The acute inflammatory response to brain injury or infection is a well-established and adaptive defense system. Mediated by microglial cells, the inflammatory cascade serves to restore tissue health and benefit the affected neural environment (Calsolaro and Edison, 2016; Rubio-Perez and Morillas-Ruiz, 2012). However, in AD, perturbations in the inflammatory response occur. Abundant animal work shows that the presence and accumulation of Aβ causes microglial cells to remain in a state of chronic activation, resulting in prolonged pro-inflammatory signaling that exacerbates the neurodegenerative processes observed in AD, including the generation and progression of Aβ species (for review, see Bronzuoli et al., 2016; Dá Mesquita et al., 2016; Heneka et al., 2015; Kinney et al., 2018; Spangenberg and Green, 2017).

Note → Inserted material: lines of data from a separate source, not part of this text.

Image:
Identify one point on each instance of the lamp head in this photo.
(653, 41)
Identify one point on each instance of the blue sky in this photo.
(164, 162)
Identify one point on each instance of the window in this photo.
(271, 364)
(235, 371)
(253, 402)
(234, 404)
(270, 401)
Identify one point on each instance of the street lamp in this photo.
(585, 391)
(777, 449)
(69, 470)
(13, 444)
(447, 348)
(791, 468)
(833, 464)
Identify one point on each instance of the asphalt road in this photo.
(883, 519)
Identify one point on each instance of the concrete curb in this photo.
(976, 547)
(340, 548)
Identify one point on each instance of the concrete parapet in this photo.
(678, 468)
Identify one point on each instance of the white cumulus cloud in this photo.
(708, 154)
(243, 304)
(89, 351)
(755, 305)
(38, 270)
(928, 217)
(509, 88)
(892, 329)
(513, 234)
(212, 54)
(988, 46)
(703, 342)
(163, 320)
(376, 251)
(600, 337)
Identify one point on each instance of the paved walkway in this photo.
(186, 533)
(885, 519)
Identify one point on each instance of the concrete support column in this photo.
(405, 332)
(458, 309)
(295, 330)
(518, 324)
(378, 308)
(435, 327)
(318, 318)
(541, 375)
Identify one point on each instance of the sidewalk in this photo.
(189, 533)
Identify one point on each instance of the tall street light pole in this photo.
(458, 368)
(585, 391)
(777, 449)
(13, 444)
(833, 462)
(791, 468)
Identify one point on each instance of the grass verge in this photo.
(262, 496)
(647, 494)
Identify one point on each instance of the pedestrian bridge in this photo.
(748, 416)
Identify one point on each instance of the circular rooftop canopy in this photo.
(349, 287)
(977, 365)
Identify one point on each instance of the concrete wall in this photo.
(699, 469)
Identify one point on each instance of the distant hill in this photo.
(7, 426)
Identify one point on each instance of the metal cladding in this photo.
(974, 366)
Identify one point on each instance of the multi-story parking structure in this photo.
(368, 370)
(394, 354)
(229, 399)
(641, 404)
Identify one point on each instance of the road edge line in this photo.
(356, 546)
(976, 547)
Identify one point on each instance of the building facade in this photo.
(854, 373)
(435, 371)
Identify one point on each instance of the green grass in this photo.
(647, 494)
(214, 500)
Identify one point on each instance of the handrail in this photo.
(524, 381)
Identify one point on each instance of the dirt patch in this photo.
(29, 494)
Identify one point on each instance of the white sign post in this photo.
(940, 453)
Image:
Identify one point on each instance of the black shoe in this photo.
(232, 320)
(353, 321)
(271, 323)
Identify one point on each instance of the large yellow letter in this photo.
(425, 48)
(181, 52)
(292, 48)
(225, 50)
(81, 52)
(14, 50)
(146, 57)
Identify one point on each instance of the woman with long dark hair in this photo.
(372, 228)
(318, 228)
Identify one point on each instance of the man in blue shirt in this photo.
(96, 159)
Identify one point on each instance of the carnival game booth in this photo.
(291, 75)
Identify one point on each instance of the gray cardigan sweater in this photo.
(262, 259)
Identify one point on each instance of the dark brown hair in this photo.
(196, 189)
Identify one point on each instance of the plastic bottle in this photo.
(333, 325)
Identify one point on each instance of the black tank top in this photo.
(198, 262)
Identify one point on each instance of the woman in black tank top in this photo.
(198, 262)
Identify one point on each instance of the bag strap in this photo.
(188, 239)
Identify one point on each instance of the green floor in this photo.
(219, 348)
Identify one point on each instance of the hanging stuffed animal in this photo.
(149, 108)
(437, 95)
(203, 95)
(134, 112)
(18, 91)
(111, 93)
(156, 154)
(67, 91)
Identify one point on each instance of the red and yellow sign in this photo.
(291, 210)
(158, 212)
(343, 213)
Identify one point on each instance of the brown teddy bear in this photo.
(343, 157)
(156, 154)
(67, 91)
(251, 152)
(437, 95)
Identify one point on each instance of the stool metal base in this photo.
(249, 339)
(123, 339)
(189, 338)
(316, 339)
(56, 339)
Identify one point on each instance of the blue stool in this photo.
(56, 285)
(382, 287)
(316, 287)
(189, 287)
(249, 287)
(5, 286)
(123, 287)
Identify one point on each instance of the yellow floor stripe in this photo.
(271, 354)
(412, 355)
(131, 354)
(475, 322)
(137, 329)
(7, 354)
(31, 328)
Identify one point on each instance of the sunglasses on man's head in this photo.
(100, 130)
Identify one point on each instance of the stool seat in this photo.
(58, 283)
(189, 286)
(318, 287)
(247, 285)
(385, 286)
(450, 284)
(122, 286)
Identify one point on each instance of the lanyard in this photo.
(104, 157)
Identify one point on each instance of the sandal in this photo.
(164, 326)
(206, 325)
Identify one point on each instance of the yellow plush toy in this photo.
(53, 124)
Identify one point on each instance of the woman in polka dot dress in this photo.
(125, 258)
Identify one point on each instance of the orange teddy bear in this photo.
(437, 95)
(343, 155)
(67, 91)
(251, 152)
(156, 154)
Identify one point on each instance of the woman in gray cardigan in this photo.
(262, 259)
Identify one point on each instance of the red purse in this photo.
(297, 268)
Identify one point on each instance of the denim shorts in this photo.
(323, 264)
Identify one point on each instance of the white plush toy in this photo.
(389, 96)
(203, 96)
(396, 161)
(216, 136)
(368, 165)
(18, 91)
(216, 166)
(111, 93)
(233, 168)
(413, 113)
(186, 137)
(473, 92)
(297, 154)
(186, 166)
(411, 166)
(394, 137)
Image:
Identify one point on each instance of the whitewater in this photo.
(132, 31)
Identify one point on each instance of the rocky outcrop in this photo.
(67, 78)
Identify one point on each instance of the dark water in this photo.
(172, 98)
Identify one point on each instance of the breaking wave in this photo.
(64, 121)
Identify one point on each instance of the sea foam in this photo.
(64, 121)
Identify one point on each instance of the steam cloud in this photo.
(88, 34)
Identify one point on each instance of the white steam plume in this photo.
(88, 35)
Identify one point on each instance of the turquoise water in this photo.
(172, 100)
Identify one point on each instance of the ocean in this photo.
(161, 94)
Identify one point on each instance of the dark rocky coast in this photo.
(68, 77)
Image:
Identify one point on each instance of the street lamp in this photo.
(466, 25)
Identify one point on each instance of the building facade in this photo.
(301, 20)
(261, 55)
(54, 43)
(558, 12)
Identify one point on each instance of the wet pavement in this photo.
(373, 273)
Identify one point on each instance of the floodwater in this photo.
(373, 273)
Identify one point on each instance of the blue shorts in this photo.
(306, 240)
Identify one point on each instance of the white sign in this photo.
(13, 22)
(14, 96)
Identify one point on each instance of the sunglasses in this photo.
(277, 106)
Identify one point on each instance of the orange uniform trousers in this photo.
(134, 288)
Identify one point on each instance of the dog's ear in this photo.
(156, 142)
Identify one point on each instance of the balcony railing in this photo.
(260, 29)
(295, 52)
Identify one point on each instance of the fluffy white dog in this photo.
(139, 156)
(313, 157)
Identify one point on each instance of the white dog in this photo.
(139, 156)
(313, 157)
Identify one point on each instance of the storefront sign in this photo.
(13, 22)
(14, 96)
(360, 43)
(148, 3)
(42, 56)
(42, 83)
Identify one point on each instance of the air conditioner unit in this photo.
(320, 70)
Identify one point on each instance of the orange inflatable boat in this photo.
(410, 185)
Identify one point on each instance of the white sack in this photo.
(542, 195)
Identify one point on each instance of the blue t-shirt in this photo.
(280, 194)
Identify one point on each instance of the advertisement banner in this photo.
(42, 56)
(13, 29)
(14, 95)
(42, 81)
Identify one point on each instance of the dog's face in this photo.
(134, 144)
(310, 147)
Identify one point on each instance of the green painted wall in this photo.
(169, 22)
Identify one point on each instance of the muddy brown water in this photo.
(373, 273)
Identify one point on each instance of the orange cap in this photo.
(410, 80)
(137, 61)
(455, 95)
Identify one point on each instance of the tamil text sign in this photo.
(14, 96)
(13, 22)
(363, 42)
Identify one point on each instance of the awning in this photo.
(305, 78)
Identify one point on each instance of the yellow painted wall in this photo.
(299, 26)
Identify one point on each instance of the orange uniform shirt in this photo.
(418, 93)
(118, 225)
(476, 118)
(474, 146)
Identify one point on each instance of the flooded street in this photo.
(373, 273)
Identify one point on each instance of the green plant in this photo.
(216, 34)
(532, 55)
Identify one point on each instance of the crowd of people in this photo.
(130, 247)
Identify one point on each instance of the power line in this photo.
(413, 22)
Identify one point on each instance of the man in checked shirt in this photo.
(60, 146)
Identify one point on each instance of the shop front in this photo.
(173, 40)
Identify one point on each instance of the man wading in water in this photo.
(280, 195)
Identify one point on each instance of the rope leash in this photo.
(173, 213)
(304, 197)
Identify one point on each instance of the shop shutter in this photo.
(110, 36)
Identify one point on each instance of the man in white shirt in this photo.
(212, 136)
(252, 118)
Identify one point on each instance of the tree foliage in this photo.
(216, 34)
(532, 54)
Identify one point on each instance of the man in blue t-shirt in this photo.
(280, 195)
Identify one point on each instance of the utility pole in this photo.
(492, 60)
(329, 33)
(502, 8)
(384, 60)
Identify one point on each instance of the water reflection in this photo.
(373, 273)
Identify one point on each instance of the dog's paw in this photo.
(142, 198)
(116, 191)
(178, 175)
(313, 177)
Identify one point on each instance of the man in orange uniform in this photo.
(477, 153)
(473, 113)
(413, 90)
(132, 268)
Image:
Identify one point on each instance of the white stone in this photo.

Consistent with this, translational work in humans shows that activated microglia localize to Aβ plaques in post-mortem tissue (Calsolaro and Edison, 2016; Strauss et al., 1992), and in vivo evaluations using Positron Emission Tomography (PET) imaging confirm that neuroinflammatory signaling is elevated among those with AD (Chandra et al., 2019) as well as those in the preclinical and prodromal phases (Bradburn et al., 2019; Chandra et al., 2019; Parbo et al., 2018; Zou et al., 2020). While the precise mechanisms remain a matter of debate, these studies suggest that neuroinflammatory processes are initiated early in the disease course and may peak or become particularly relevant during distinct timepoints of disease development.
The pathogenic role of inflammation in AD may not be restricted to immune cells originating in the brain, with several lines of evidence supporting the dynamic involvement of peripheral inflammatory processes. Vascular risk factors that result in a sustained, pro-inflammatory state (e.g., hypertension, midlife obesity, insulin resistance, and high cholesterol) represent well-established risk factors for AD (Barnes and Yaffe, 2011; Kamer et al., 2008; Kivipelto et al., 2001; Welty et al., 2016). Moreover, hypertension (Hughes et al., 2014b), arterial stiffness (Hughes et al., 2014a), elevated triglycerides (Choi et al., 2016), and genetic markers of cholesterol transport (Hughes et al., 2014b) have independently been associated with elevated cortical Aβ burden in preclinical and prodromal populations. Efforts to characterize the relationship between peripheral inflammatory biomarkers and Aβ have largely involved symptomatic populations (Brosseron et al., 2014; Lai et al., 2017; Saleem et al., 2015). However, elevations in systemic inflammatory signaling may emerge or contribute to AD pathogenesis well before symptom manifestation.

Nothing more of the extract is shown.